I remember the first time I spoke to an audience on behalf of my employer. I remember being struck by the awesome responsibility that I’d been assigned — almost by default. What if I said something wrong? What if I, as the event’s sole representative of what is arguable the world’s largest software company, in front of 300 people, accidentally misrepresented or miscommunicated a feature of one of our products? I was presenting 3 different technologies, each the result of the hard work and careful leadership of 3 distinct teams, and I was just one guy, 3 months on the job, representing all of it.

That intimidating responsibility exists here in Cambodia. By virtue of having white skin, this people will listen to you. Whether you are there to exploit them, help them, buy from them, or teach them, you will be given the stage. Because of the genocide committed against this country, so hungry is the remaining young generation for leadership, that they will listen to whatever you have to say. That the Western world holds no small share of responsibility for the near destruction of this gentle, welcoming people is a fact that they seem to have forgiven us for — if only we’ll teach them how to rebuild. If only we’ll send disciplers to help them figure out how to re-create their nation.

Here the poor are so easily led that the most desperate of them post large billboards over their huts advertising allegiance to the Communist party, who’s ideals tore the nation apart so recently, simply on the promise that they will be helped. Their ignorance is rivalled only by their desperation…

But their desperation is rivalled by their ingenuity. While many lack even basic education, and many lucky ones can hope only for high school, this is not a simple people. They are creative and clever in finding solutions to problems, and I have seen hacks and inventions that put our own ideas of how vehicles, or electricity or irrigation should work to shame. And they are entrepreneurial in spirit, almost every one of them a salesman and business owner.

Last time we were in Asia we learned how the Old Testament tells not just the story of God’s love for His kids, but how it contains the details of how God used Moses to build a nation, providing principles, information, and practical instruction on not just religion, but everything from hygenine to child care.
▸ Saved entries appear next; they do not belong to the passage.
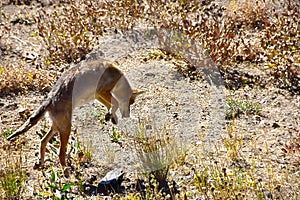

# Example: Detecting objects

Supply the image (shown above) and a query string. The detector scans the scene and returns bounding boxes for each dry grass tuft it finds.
[0,64,52,96]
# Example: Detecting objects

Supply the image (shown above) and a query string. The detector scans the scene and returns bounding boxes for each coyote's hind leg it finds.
[58,123,71,168]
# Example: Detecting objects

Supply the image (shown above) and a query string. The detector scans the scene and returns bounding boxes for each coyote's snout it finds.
[6,60,143,168]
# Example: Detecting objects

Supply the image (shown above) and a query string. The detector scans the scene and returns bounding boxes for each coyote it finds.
[6,60,143,168]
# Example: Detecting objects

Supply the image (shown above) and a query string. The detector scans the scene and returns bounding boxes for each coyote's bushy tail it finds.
[6,100,50,141]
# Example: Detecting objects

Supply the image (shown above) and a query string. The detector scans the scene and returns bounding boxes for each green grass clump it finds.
[73,129,94,164]
[109,127,122,143]
[0,150,27,199]
[2,129,13,138]
[34,168,74,199]
[226,98,261,120]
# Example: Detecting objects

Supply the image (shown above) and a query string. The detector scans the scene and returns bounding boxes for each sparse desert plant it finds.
[0,150,27,199]
[134,121,170,182]
[92,107,106,124]
[192,145,281,199]
[131,119,185,198]
[192,115,300,199]
[37,0,140,68]
[35,0,299,94]
[109,126,122,143]
[193,163,264,199]
[77,140,93,164]
[222,121,243,161]
[133,119,185,184]
[225,0,273,31]
[73,129,93,164]
[226,98,261,120]
[147,0,299,93]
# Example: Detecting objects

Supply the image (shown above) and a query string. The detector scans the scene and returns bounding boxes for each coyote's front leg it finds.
[104,112,117,124]
[109,99,119,124]
[96,91,119,124]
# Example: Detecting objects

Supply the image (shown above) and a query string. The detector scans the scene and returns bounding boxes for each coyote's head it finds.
[119,89,144,118]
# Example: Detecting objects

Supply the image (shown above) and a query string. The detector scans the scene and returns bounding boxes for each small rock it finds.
[98,168,124,185]
[97,168,124,194]
[173,112,179,119]
[272,122,280,128]
[145,72,155,77]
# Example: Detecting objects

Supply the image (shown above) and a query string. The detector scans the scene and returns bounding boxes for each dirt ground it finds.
[0,1,299,199]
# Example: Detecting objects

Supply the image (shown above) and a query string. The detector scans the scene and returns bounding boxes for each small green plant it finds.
[146,50,166,60]
[0,150,27,199]
[92,107,106,124]
[34,168,73,199]
[77,141,93,164]
[1,129,13,138]
[145,175,165,199]
[109,126,122,143]
[49,169,73,199]
[226,98,261,120]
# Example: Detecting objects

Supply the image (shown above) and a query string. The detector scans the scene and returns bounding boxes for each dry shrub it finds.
[37,0,106,66]
[225,0,272,30]
[37,0,142,67]
[0,64,52,96]
[36,0,299,93]
[261,1,300,93]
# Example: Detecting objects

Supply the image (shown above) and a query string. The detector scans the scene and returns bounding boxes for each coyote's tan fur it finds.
[6,60,142,168]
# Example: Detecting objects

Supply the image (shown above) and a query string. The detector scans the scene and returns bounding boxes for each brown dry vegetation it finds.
[0,0,299,199]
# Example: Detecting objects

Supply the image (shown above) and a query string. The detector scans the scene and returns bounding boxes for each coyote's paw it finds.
[105,113,118,124]
[105,113,112,122]
[111,116,118,124]
[33,162,44,170]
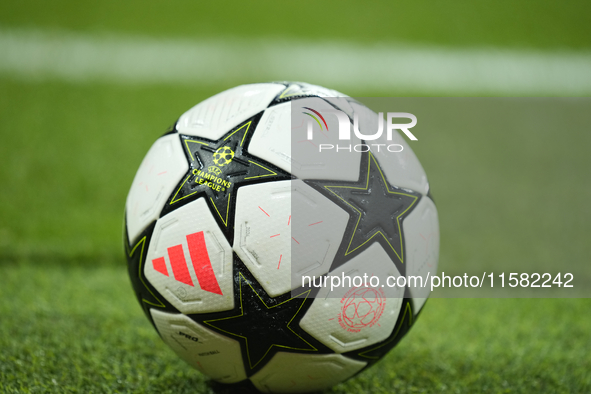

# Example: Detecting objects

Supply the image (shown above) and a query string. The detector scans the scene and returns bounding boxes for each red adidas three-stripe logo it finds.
[151,231,223,295]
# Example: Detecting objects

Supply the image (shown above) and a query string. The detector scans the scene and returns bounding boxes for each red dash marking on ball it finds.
[287,215,291,225]
[293,118,305,129]
[277,254,282,269]
[157,171,167,176]
[292,237,300,244]
[308,221,323,226]
[328,317,335,321]
[270,234,280,238]
[258,206,270,217]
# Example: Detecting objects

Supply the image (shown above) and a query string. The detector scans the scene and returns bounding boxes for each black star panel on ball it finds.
[306,151,422,275]
[161,113,292,243]
[204,273,315,370]
[189,258,333,376]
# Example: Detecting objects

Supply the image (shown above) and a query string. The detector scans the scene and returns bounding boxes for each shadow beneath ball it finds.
[207,379,259,394]
[207,379,325,394]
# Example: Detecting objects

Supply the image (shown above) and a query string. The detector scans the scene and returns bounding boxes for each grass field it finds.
[1,1,591,393]
[2,263,590,393]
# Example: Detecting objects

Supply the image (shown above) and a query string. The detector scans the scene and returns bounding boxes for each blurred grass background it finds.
[3,0,591,48]
[1,1,590,393]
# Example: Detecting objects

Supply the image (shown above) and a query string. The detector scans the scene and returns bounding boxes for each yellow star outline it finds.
[223,120,252,147]
[203,272,316,369]
[169,173,203,205]
[170,120,278,225]
[278,84,303,99]
[243,160,278,180]
[324,152,419,263]
[184,139,208,162]
[170,142,234,225]
[357,302,413,359]
[209,194,231,227]
[169,137,212,205]
[125,235,166,308]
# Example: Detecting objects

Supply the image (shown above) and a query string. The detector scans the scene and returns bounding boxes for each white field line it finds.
[1,27,590,94]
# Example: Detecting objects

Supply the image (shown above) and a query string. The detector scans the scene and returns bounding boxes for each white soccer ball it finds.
[124,82,439,393]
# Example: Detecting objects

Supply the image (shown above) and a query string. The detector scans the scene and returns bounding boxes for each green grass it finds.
[1,263,589,393]
[2,0,591,391]
[0,78,220,263]
[2,80,589,278]
[2,0,591,49]
[1,78,590,393]
[1,76,591,392]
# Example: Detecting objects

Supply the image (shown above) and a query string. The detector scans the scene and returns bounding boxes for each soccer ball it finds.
[124,82,439,393]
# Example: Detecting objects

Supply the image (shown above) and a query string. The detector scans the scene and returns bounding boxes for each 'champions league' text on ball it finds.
[305,109,418,153]
[192,168,232,192]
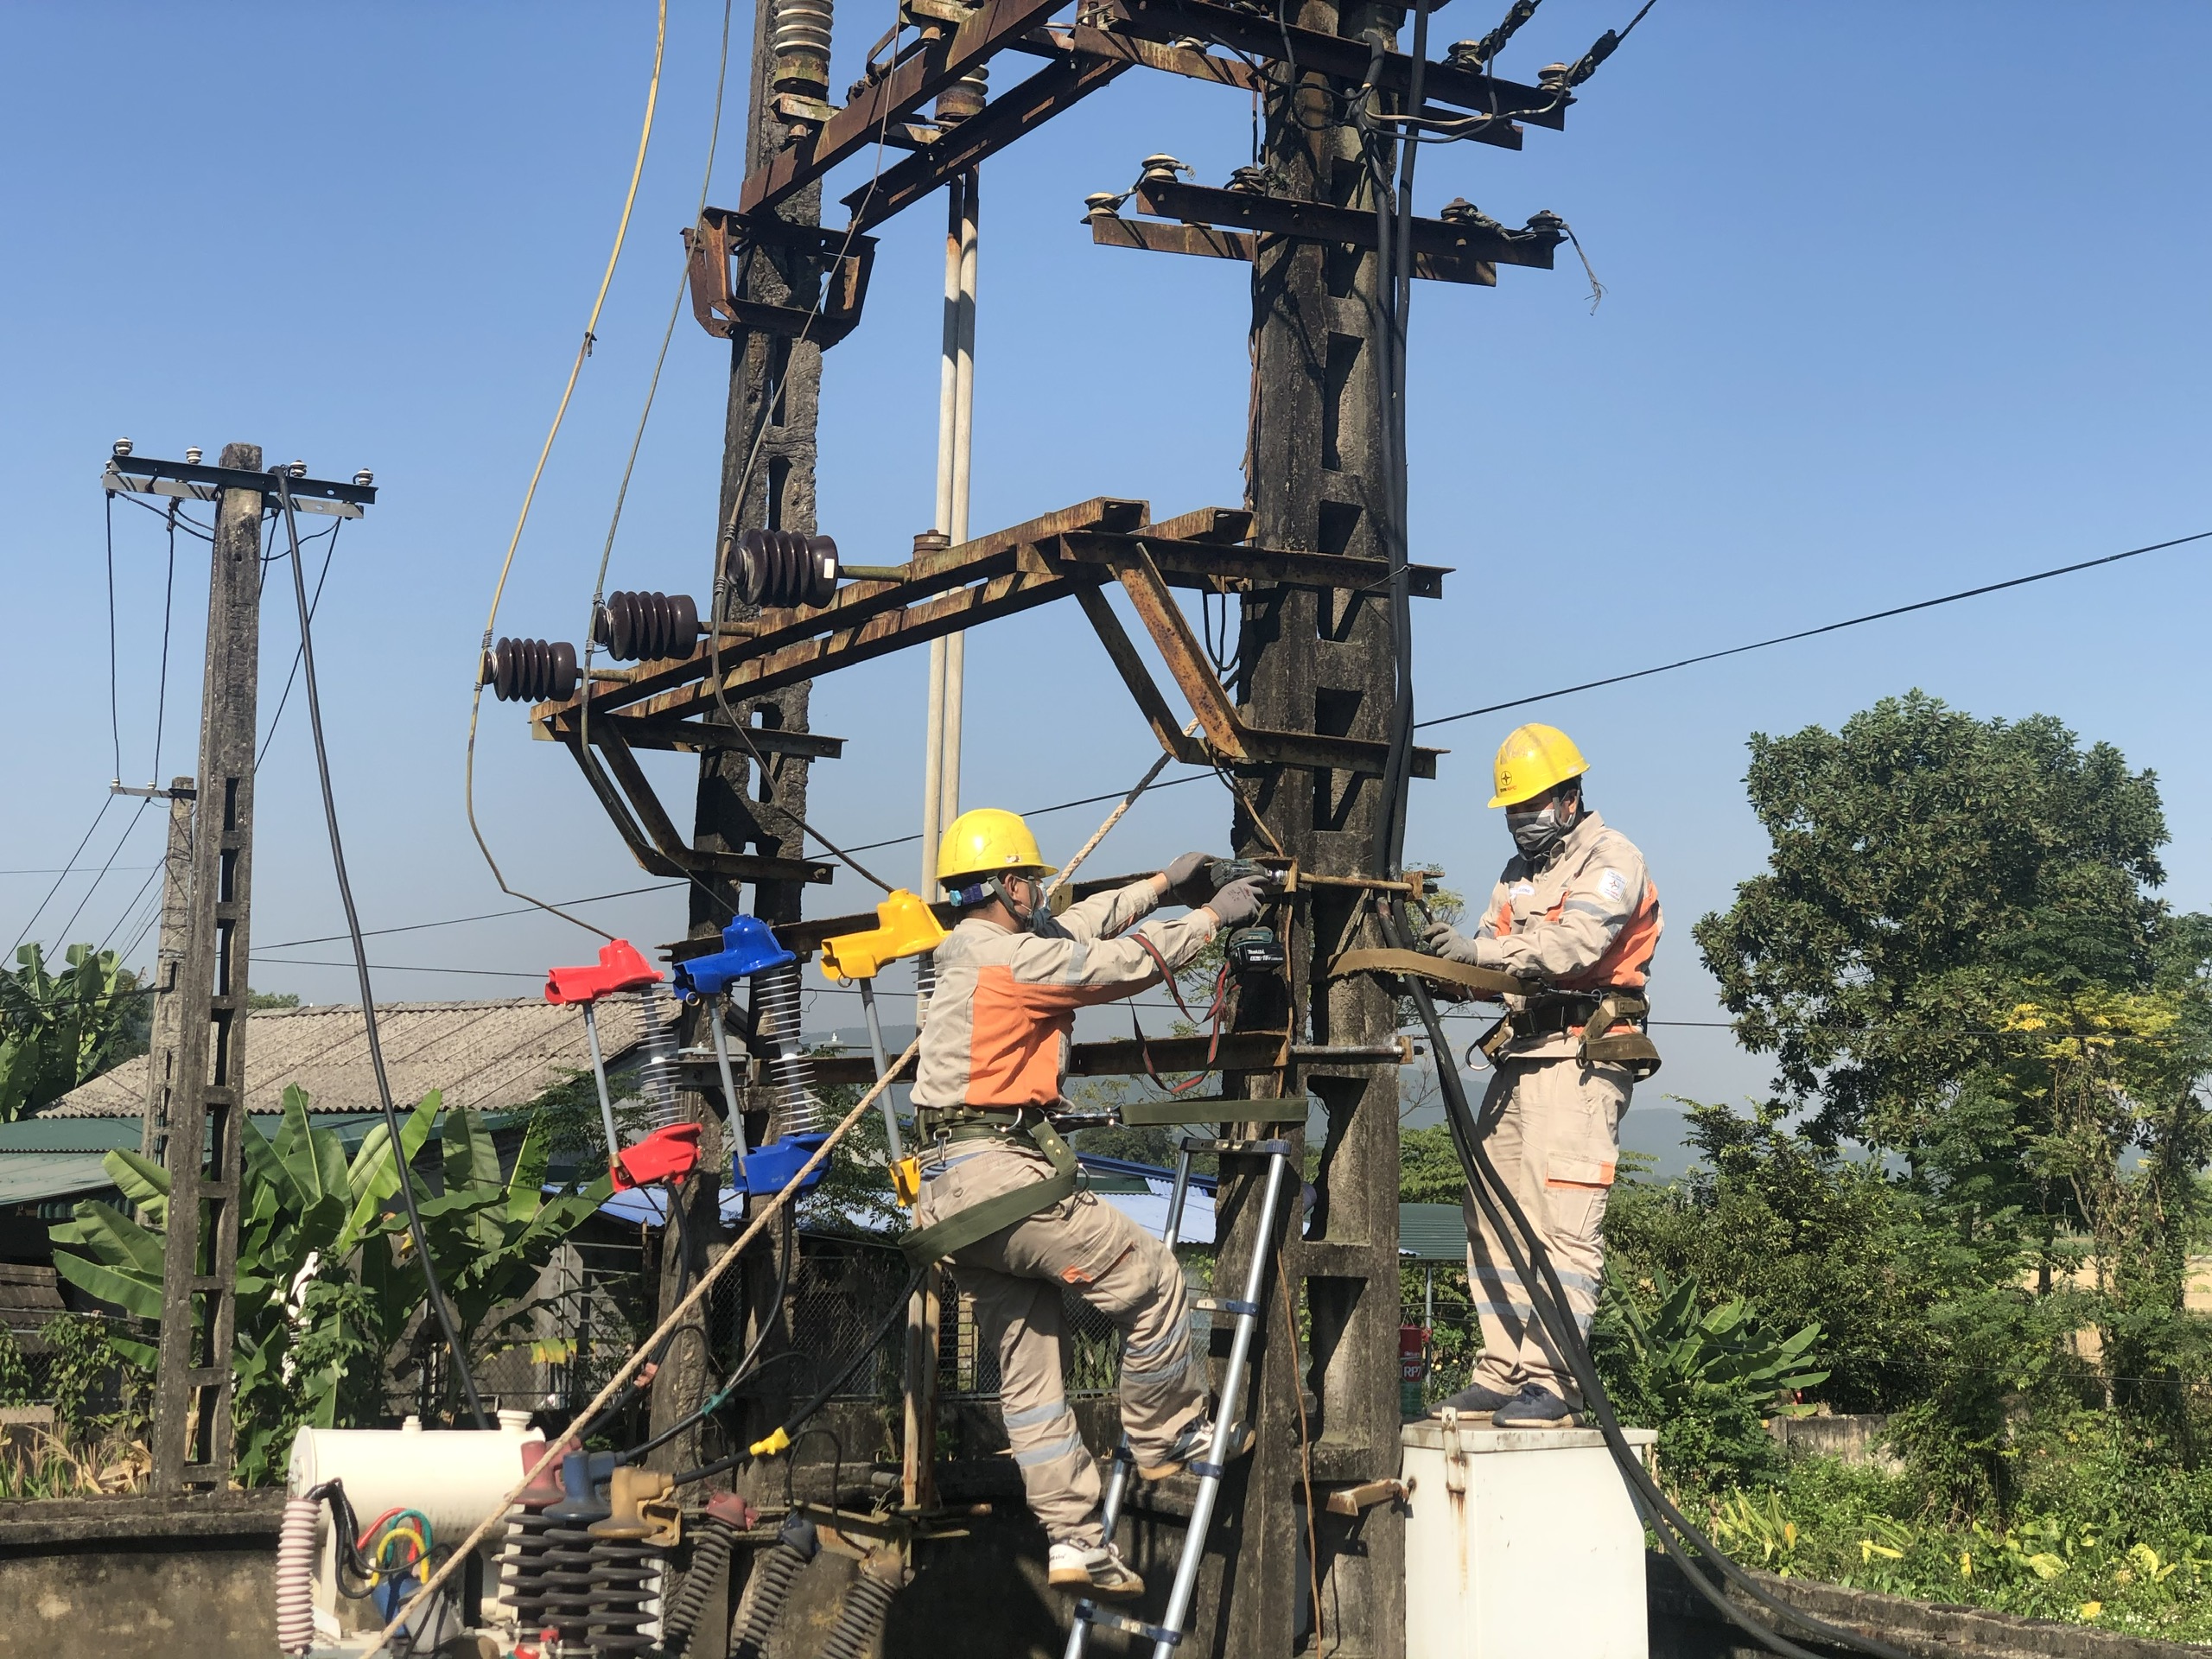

In Cambodia exists an opportunity to teach the Old Testament template for nation building, the New Testament instruction on Christ-like behaviour, and the whole Bible’s love story of God reconciling the lost to fellowship with Him.

Here in Cambodia are the lost sheep, so eager for the loving staff of a shephard to guide them, and help them grow healthy again. This is what God has His people on earth for: to reach and teach and heal and love. We are not sent to give them another religion — although most of them will happily trade what they’ve got for what we have. We are sent to teach them how to live. This place is breath-taking and awe-inspiring, these people are beautiful and wonderful, but this country is cloked in the darkness of sin. And whether in Cambodia, or elsewhere in the world, we are called to pierce that darkness with His Glory and Light.

The responsibility is an awesome one, but we are not given the option of turning it down.